Deux Congolais arrêtés aux Etats-Unis pour trafic d’espèces sauvages

Deux Congolais ont été arrêtés le 4 novembre dernier aux Etats-Unis. Selon le site de l’ambassade des Etats-Unis en RDC qui livre l’information lundi 8 novembre, ces personnes sont accusées de trafic d’espèces sauvages. Environ 3,5 millions de dollars d’ivoire, de corne de rhinocéros et d’écailles de pangolin ont été saisis, à la suite d’une coopération multinationale de plus de deux ans entre le service de Sécurité diplomatique de l’ambassade des États-Unis à Kinshasa, Homeland Security Investigations (HSI) et le Gouvernement de la République démocratique du Congo (RDC) pour mettre fin à l’opération de trafic d’espèces sauvages.

À la fin de la semaine dernière, une Equipe spéciale composée de la branche répressive de l’autorité congolaise chargée de la faune, l’Institut congolais pour la conservation de la nature (ICCN), de la Police nationale congolaise (PNC), d’Interpol et de membres de l’armée congolaise (FARDC) a saisi des produits de contrebande liés au trafic d’espèces sauvages dans plusieurs cachettes à Kinshasa. 

L’équipe spéciale a saisi 937.57 Kgs d’ivoire et 34 Kgs d’écailles de pangolin d’une valeur approximative de 3,5 millions de dollars.  Les Forces de l’ordre congolaises et l’équipe de l’ambassade ont ensuite travaillé ensemble pour assurer un stockage approprié des articles saisis à la Banque centrale.

Cette opération a été menée dans le cadre du Partenariat Privilégié pour la Paix, la Prospérité et la Préservation de l’environnement entre les États-Unis et la RDC, par lequel les deux pays travaillent ensemble pour promouvoir une gouvernance efficace, améliorer l’état de droit, lutter contre la corruption et combattre le crime.

En ce qui concerne cette affaire, le gouvernement des États-Unis, notamment par l’intermédiaire du Bureau des affaires internationales de stupéfiants et de répression (INL) du Département d’État, assiste la RDC à protéger ses ressources naturelles dans l’intérêt du peuple congolais et de l’humanité.

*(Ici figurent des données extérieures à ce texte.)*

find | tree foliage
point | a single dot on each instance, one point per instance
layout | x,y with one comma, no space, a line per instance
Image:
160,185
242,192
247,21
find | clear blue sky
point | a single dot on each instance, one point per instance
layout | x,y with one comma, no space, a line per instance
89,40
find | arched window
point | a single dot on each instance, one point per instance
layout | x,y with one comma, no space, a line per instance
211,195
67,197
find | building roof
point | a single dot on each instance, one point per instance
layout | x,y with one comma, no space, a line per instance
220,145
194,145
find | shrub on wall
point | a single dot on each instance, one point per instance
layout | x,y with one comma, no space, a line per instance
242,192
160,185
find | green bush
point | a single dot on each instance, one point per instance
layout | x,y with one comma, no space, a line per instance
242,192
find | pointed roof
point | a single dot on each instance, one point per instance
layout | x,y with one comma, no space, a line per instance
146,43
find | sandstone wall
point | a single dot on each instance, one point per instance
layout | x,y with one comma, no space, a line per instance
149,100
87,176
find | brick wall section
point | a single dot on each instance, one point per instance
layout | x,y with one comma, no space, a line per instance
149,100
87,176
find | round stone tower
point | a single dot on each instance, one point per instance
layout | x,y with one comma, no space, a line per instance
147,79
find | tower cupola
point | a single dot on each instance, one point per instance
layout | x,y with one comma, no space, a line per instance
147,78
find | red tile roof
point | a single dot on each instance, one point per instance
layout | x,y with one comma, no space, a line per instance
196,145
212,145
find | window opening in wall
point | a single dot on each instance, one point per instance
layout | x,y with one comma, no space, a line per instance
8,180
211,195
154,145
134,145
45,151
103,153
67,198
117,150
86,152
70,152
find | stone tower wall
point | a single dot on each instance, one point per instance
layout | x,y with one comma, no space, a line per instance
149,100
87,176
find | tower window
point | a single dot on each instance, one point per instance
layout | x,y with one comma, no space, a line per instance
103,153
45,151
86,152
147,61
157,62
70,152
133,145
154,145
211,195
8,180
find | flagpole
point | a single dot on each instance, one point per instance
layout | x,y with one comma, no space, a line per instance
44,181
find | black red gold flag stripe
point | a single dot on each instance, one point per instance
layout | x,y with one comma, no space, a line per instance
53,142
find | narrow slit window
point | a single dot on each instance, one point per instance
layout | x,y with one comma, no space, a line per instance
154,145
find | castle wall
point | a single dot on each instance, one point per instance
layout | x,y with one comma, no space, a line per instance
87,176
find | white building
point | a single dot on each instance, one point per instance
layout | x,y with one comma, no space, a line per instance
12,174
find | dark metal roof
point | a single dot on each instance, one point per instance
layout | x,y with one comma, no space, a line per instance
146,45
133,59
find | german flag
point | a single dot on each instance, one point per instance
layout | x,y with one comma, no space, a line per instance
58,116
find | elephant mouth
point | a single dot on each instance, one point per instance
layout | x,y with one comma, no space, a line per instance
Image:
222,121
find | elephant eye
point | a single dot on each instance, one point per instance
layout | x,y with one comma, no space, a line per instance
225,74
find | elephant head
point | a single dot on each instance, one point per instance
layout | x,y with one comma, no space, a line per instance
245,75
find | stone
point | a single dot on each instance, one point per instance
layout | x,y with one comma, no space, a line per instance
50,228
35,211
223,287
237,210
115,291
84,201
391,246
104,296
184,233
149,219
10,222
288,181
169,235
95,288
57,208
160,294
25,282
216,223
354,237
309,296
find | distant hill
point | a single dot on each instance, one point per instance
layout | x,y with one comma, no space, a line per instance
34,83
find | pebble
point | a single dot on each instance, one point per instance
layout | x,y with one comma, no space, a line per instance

« J’applaudis l’action rapide de la task force États-Unis-RDC. Le succès de cette opération illustre l’engagement concret du gouvernement des États-Unis à collaborer avec les forces de l’ordre congolaises pour combattre le trafic illicite d’espèces sauvages qui prive la RDC de ses trésors naturels et sert à financer les groupes armés et les terroristes », a déclaré l’Ambassadeur Mike Hammer.

Et d’ajouter : « Nous continuerons à travailler ensemble pour contrecarrer ces acteurs néfastes et protéger la biodiversité de la République démocratique du Congo. »

Les États-Unis soutiennent le président Felix Tshisekedi et la décision du gouvernement congolais d’accorder la priorité à mettre fin à la corruption et à l’impunité.

Pour faire avancer cette cause commune et continuer à réduire le trafic de produits de la faune sauvage en RDC et de soutenir les efforts de conservation au niveau mondial, les États-Unis continueront à collaborer pour renforcer la capacité du système de justice pénale de la RDC à enquêter, arrêter et condamner les trafiquants.

Cette opération conjointe RDC- Etats Unis est une grande victoire qui met en garde les personnes impliquées dans le trafic d’espèces sauvages ou dans des activités économiques illicites connexes.